The candidates volleyed more politely on meat-and-potato issues such as road repairs, taxes and what to do with the county’s budget surplus, as well as some more controversial matters.
Dixon sharply served up critiques on everything from Poloncarz’s book about the negotiations for the Buffalo Bills stadium lease to the county’s high sales tax rate.
Poloncarz steadily batted them down by defending his record. The lease kept the Bills from moving away, he noted.

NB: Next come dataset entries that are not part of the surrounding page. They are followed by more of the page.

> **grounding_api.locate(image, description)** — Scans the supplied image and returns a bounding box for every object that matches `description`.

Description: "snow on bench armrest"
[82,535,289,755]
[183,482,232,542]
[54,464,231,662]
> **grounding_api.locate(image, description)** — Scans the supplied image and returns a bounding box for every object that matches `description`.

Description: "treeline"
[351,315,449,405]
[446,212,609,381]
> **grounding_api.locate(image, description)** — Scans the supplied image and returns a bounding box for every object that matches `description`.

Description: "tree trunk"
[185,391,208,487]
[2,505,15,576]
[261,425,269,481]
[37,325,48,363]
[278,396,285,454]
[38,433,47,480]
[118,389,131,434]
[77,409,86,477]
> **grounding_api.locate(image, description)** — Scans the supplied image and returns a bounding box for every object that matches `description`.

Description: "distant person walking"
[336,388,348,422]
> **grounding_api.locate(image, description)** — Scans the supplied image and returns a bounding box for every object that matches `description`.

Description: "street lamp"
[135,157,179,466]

Reducing the sales tax, he observed, would reduce the share that cities, town, villages and districts receive from it and threaten the county’s good credit rating.
The debate’s lead-off question on taxes set the tone.
Dixon pointed out that tax bills have gone up 24% since Poloncarz took office and, if next year’s proposed budget “is approved as is, they will go up another 5%.”
Poloncarz contended that the tax rate for the new budget will go down from $4.84 per $1,000 assessed valuation to $4.72, but conceded that tax bills will be higher because assessments are rising.
“We don’t control assessments on businesses and homes,” he said, noting that they are set by the cities and towns.
Questions from a panel of WIVB newscasters and viewers also brought up pay raises for county officials, redirecting the county’s bed tax to promote economic development, the proposed asphalt plant in Hamburg and the troubled Tesla factory in Buffalo.
On a number of issues, though, there seemed to be underlying agreement.
When Dixon criticized how the dismissal of former Social Services Commissioner Al Dirschberger was handled after he was accused of rape by a subordinate, Poloncarz contended that he acted quickly and that an outside law firm found no irregularities or cover-ups.
Then they both declared that the county should strictly enforce a no-tolerance policy on sexual harassment.
Same with grocery bags. They both stated opposition to a proposed fee for paper grocery bags after the statewide ban on plastic bags goes into effect next year.
Dixon said that the county should at least provide a waiver for people using government food benefits. Poloncarz noted that counties have the option of imposing or not imposing the fee and that he would oppose it.